Le Climat géopolitique et les tensions actuelles dans l’ensemble du proche orient et de l’Europe, suscite une attention particulière aux ressources en uranium, en effet elle ne favorise pas une projection favorable des scénarios d’offre pérenne. Ce contexte impose de réfléchir, au regard du principe de précaution, sur les sources stratégiques d’approvisionnement et dans cette mesure de s’orienter vers des choix raisonnés qui répondront tant aux politiques de transition énergétique que de sécurité d’approvisionnement.

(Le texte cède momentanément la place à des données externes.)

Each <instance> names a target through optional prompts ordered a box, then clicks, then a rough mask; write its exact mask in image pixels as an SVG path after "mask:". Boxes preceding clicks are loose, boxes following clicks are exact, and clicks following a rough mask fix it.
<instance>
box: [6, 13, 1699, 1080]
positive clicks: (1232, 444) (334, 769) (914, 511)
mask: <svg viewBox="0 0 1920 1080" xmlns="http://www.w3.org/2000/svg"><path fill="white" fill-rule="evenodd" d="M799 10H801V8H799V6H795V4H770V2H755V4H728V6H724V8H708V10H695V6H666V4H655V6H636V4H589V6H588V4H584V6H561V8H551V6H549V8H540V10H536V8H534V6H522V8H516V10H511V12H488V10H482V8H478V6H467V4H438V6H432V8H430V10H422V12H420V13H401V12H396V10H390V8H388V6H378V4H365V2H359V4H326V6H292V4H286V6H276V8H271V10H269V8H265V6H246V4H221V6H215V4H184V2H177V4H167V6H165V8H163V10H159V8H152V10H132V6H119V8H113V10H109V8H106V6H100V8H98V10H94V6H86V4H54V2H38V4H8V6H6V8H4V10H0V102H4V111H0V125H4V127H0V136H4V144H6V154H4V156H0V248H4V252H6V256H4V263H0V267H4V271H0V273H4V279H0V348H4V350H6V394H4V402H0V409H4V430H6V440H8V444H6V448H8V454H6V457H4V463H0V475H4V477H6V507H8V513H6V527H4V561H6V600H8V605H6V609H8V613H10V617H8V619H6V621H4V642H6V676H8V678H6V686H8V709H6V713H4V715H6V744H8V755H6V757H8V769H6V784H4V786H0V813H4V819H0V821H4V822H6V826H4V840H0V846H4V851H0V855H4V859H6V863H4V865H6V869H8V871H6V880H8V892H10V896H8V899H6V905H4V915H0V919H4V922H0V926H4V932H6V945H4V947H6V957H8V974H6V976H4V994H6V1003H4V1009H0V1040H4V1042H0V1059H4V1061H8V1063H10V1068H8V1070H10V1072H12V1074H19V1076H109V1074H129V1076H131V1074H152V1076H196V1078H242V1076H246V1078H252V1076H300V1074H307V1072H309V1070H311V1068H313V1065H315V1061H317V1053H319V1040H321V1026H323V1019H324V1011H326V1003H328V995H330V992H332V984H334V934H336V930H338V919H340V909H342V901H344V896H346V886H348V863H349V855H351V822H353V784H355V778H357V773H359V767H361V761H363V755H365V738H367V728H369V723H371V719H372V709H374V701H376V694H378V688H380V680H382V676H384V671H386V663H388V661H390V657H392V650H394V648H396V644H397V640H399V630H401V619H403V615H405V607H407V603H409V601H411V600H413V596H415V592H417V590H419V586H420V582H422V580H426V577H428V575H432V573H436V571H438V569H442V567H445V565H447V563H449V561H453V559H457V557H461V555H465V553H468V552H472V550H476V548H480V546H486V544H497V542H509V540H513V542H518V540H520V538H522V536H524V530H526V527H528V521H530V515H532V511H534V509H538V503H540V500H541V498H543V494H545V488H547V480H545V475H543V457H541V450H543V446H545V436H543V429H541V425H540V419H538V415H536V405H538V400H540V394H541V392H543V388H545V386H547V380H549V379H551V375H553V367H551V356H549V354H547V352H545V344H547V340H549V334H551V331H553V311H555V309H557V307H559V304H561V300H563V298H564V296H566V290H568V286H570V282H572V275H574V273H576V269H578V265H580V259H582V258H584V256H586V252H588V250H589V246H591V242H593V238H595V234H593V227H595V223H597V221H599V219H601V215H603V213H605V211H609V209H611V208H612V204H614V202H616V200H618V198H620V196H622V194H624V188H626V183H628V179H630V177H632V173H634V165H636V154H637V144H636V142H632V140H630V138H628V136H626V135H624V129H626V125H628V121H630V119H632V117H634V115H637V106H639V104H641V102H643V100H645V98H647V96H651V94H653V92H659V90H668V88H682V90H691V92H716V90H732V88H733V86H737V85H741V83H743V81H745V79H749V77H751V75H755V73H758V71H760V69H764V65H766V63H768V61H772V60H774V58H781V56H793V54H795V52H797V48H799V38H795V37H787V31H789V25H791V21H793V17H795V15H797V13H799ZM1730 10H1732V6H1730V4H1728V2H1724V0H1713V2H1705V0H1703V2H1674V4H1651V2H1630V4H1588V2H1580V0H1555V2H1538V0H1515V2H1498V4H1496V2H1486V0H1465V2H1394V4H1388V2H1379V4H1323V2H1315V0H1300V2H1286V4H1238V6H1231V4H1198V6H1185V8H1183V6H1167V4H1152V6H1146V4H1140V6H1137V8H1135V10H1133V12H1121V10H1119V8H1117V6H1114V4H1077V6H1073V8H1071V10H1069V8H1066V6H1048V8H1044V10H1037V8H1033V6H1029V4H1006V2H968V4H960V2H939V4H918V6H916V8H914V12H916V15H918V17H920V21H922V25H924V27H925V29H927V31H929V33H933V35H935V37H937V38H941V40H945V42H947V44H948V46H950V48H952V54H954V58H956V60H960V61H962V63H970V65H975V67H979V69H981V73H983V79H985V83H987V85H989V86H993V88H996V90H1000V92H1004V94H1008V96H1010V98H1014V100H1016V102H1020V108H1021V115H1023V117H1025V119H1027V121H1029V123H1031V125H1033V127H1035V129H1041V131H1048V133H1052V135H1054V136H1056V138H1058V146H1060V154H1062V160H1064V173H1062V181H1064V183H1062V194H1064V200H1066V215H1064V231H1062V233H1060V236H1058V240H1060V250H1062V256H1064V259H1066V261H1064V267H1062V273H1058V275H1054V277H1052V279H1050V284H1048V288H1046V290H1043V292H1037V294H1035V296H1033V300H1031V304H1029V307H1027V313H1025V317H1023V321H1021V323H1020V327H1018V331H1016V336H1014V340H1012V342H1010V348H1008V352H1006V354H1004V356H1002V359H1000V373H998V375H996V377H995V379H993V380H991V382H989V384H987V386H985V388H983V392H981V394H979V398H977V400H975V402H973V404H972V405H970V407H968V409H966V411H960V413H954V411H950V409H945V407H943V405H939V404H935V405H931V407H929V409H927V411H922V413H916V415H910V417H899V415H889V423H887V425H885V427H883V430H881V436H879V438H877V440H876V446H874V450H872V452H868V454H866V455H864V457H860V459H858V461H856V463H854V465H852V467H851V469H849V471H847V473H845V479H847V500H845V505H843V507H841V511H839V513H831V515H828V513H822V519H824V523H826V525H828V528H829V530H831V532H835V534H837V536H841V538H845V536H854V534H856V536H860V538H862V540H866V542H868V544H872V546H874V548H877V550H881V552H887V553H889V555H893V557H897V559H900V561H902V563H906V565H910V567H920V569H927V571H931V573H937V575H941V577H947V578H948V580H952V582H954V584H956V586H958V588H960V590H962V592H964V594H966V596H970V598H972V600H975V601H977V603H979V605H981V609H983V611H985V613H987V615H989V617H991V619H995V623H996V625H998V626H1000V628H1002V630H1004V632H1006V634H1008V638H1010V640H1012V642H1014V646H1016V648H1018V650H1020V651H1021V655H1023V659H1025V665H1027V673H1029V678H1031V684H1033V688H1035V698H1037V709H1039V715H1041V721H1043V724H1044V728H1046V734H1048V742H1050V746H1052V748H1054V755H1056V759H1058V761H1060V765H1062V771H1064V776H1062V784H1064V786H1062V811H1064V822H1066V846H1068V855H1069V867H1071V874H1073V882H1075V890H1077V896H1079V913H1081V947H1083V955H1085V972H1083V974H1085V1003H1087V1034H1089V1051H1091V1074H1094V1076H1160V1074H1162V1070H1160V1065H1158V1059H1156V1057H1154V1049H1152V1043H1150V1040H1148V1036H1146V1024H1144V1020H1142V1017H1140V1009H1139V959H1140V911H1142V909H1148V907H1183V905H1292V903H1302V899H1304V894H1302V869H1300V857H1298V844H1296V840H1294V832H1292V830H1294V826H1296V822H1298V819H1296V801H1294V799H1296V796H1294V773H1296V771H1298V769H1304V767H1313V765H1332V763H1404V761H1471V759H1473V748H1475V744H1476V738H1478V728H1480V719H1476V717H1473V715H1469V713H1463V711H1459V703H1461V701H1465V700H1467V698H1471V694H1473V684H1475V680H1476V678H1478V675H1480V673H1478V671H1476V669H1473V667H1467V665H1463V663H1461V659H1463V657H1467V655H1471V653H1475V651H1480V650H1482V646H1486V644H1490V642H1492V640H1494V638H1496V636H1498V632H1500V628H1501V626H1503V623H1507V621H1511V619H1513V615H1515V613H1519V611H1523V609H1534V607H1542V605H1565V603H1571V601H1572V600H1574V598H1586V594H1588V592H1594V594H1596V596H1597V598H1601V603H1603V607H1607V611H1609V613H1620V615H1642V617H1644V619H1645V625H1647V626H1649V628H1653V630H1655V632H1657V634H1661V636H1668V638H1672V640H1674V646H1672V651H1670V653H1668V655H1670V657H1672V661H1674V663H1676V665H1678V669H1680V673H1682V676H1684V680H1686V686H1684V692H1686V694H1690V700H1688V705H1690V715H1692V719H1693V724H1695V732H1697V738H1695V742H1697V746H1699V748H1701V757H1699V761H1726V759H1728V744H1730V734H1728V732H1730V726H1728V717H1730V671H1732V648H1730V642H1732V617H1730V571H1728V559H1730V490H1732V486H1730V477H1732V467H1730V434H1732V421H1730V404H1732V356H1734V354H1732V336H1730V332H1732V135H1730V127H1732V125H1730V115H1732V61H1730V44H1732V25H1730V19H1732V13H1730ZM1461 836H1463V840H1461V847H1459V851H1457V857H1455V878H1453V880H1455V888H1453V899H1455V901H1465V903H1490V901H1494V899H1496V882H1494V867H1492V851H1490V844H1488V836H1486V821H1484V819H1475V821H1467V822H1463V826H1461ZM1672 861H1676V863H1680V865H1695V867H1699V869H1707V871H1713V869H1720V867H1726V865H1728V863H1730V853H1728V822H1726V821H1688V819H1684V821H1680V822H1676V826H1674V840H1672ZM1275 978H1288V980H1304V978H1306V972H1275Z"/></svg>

La définition de la notion de développement durable incluant la notion de droits des générations futures nous rappelle à tous la nécessité de penser intelligemment l’héritage que l’on lègue à notre prochain. Bien que l’uranium comble certaines des lacunes du pétrole dans ses effets sur le climat, il reste un minerai controversé par ces propriétés hautement radioactive, par l’activité de forages miniers massivement émettrices de CO2 et la dépendance qu’elle créer aux gisements d’uranium, mais aussi par l’enfouissement des déchets. Que lègue-t-on aux générations futures ?
Ne passe-t-on pas d’une dépendance à une autre ? D’autres théorèmes s’ouvrent à nous, comme la théorie des communs (article à suivre) nous permettant de s’interroger sur la finitude des ressources planétaires et de repenser nos modes de consommation plus propres et responsables pour les générations à venir.